Valentino Rossi: El animal que no duerme

El veredicto más allá de los resultados es que Valentino Rossi sigue en posesión de la piedra filosofal. En Qatar 2019 ya habrá cumplido los 40 y seguramente no partirá como gran favorito en ninguna quiniela, pero al mismo tiempo ninguno de los favoritos le quitará ojo. No por ser el que fue, sino por el que todavía sigue siendo.

Eso quedó patente en una carrera: el Gran Premio de Malasia.
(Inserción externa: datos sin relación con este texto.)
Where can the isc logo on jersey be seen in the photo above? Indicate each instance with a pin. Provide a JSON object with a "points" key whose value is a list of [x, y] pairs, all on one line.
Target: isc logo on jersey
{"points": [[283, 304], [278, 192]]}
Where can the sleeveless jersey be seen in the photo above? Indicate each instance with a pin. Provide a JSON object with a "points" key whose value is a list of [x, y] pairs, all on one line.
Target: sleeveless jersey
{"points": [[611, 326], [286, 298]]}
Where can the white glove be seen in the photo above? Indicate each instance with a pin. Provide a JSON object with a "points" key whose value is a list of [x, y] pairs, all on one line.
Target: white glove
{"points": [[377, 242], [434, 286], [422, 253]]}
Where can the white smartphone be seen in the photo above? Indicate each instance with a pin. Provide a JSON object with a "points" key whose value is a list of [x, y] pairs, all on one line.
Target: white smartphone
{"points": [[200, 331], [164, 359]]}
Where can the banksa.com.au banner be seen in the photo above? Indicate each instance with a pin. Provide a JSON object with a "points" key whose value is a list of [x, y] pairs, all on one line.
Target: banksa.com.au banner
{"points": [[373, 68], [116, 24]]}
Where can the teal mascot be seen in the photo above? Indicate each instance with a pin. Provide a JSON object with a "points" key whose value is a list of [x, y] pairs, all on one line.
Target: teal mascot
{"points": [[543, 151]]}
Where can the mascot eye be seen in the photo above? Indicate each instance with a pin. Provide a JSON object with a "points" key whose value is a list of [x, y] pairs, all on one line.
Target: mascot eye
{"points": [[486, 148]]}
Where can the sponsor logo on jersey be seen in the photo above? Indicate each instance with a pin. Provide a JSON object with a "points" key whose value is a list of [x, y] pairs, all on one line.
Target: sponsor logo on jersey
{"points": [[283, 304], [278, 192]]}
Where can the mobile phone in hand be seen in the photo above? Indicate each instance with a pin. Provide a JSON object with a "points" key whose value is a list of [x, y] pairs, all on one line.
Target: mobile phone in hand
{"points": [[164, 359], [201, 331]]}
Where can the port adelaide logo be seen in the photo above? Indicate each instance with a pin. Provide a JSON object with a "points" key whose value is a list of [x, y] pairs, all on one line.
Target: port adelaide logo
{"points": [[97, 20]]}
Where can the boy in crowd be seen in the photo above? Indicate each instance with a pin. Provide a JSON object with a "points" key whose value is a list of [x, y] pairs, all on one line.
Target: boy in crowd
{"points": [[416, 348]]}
Se había pasado casi todo el año agazapado, que no dormido; recolectando puntos entre la adversidad, maximizando recursos para mantenerse en la lucha por el subcampeonato. Una táctica fruto de la experiencia para subsistir en la época de vacas flacas, pero insuficiente para ganar.

En Sepang, por fin, se vio ganador. La moto cumplía y le tocaba a él echar el resto, llevando a sus ‘yellows’ al delirio y soñando con la 116. El sueño tuvo un mal despertar y la cuenta sigue parada en 115, pero fue lo de menos. Tampoco importó que se terminara de escapar el subcampeonato. Ni siquiera que el desenlace fuese idéntico en Valencia, donde la lluvia también le permitió soñar.

La carrera de Malasia es la mejor prueba de que el elixir de Valentino Rossi sigue estando lejos de agotarse. Que la constancia es fruto de su madurez deportiva, pero que si la M1 responde conserva la voracidad ganadora intacta. Si la constancia es la que le permite mantenerse en la brecha; la voracidad es la que recuerda a todos sus rivales que el bronce no calma el hambre, que el apetito de un animal ganador sólo se sacia con la victoria.